Publications-Detail

Continuous-Amplitude Error Protection of Discrete-Time Signals

Authors:
Schmitz, T.
Editors:
Vary, P.
Ph. D. Dissertation
 
School:
IND/IKS, RWTH Aachen
Adress:
Templergraben 55, 52056 Aachen
Series:
Aachener Beiträge zu Digitalen Nachrichtensystemen (ABDN)
Number:
46
Date:
2020
ISBN:
978-3-95886-326-2
Language:
English

Abstract

Transmitting analog audio, video, or sensor data with a digital system requires sampling and quantization. While a sampled bandlimited signal can be reconstructed perfectly if the Nyquist-Shannon sampling theorem is met, quantization unavoidably adds irreversible errors. Given a certain bitrate for quantization (or source coding in general), the achievable signal quality is therefore limited. Transmission of the signal over a noisy channel causes additional errors. If some part of the bitrate is used for protecting the signal with a channel code, these additional errors can be reduced or even eliminated. However, this reduces the achievable maximum quality if the gross bitrate is fixed. Since this compromise between quantization and channel coding is often designed for the worst-case channel, the signal quality saturates early with increasing channel quality, and transmission over a better channel is far below optimum.
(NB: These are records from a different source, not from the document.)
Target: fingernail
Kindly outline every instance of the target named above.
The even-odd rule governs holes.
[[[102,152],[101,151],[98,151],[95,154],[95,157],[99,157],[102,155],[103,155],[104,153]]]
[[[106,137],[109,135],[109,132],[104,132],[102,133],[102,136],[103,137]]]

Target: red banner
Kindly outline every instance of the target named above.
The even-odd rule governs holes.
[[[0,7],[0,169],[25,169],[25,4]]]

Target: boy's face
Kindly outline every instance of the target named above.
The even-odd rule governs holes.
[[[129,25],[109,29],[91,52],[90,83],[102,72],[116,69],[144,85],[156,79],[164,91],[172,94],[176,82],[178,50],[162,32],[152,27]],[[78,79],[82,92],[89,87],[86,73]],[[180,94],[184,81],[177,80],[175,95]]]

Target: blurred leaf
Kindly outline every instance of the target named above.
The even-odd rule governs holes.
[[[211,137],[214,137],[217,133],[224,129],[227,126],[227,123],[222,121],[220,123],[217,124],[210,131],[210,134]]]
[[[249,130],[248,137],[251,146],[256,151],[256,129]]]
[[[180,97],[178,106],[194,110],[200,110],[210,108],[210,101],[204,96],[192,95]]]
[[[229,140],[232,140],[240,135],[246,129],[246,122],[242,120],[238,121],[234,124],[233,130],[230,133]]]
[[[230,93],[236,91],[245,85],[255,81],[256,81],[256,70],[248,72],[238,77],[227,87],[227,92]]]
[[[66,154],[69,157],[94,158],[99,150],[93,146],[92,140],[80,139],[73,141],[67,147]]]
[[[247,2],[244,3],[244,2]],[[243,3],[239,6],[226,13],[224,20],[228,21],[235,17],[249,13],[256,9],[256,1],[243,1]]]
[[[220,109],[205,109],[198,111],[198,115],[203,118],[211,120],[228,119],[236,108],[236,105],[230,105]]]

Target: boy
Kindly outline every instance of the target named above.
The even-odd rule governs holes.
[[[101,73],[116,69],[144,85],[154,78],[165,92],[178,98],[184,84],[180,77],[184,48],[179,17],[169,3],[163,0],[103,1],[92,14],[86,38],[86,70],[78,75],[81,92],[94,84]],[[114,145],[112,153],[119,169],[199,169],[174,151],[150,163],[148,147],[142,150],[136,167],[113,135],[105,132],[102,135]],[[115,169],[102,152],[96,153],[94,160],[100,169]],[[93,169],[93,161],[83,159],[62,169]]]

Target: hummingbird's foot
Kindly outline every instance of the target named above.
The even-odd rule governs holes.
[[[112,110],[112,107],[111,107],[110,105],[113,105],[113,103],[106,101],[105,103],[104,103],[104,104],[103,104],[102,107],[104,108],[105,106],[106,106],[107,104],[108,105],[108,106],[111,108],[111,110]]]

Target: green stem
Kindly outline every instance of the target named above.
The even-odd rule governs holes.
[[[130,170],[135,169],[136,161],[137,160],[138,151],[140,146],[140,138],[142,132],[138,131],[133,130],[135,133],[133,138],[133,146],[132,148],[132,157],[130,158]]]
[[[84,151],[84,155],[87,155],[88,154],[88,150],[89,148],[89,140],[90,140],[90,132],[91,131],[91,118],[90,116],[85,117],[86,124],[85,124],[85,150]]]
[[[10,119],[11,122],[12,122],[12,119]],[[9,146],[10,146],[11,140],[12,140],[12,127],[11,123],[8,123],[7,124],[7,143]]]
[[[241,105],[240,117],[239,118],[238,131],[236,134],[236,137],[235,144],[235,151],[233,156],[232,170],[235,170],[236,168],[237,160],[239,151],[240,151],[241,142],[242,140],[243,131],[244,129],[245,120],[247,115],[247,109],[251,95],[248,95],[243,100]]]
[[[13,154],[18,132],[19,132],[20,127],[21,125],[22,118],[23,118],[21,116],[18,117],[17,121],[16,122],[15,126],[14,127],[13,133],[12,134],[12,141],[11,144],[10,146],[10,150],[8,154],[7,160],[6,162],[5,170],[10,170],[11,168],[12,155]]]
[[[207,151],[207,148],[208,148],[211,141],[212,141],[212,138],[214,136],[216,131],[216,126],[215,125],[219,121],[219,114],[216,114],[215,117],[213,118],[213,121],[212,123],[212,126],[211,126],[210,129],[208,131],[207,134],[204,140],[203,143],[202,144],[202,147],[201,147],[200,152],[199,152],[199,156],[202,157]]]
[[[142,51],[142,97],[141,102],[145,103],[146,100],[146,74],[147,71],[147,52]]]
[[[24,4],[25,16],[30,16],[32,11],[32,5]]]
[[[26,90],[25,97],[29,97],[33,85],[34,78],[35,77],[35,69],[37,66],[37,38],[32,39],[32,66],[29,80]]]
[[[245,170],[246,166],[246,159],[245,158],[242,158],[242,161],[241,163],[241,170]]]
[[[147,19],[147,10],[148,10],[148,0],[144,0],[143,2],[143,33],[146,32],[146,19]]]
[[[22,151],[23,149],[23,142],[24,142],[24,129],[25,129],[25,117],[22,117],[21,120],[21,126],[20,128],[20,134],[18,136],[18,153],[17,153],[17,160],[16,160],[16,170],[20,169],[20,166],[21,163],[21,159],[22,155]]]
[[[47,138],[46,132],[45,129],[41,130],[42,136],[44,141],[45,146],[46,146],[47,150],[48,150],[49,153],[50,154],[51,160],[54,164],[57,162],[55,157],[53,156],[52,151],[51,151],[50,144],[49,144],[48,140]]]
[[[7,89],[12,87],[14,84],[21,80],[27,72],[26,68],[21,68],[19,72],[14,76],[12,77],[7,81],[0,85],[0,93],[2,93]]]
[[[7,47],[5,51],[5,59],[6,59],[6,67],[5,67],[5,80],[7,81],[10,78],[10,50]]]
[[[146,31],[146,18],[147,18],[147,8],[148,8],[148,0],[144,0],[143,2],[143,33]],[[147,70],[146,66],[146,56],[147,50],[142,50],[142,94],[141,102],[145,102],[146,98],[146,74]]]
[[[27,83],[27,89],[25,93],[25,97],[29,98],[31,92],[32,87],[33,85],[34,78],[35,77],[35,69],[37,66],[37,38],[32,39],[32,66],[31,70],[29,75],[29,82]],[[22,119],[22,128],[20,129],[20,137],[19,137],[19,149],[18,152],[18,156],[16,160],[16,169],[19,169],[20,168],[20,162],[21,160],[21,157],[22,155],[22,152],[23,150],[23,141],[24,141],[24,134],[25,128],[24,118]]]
Instead of conventional digital systems, this thesis covers a continuous-amplitude, discrete-time system. Such a system does not exhibit this saturation of the signal quality, as its performance further improves with increasing channel quality. An example of such a system is a channel coding strategy using analog modulo block codes (AMB codes) for error protection. The encoder multiplies the unquantized symbol vector with a code matrix and limits the transmission power with a modulo operation. In practice, AMB coding is implemented by digital signal processing. The digital representation of the information symbols can be very precise and no coarse quantization is required for bitrate reduction.

In this thesis, AMB codes are analyzed, designed, and evaluated. The resulting code words, consisting of a lattice and a continuous component, are presented and analyzed. New decoding techniques are developed and evaluated. Additionally, a novel method to analytically estimate the quality of the decoded signal in terms of signal-to-distortion ratio (SDR) can replace computationally much more demanding simulations in many cases. This estimation strategy allows evaluating the usefulness of codes with different dimensionalities. A new, efficient design concept is developed for codes with a single input symbol, which are most promising in terms of complexity and performance. A system using AMB codes outperforms traditional digital transmission systems with short block lengths for medium to high signal-to-noise ratios on the channel. Due to their typically very short block length and low encoding complexity, AMB codes are especially well suited for low-delay, low-power applications, such as hearing aids, wireless microphones, and wireless sensor networks.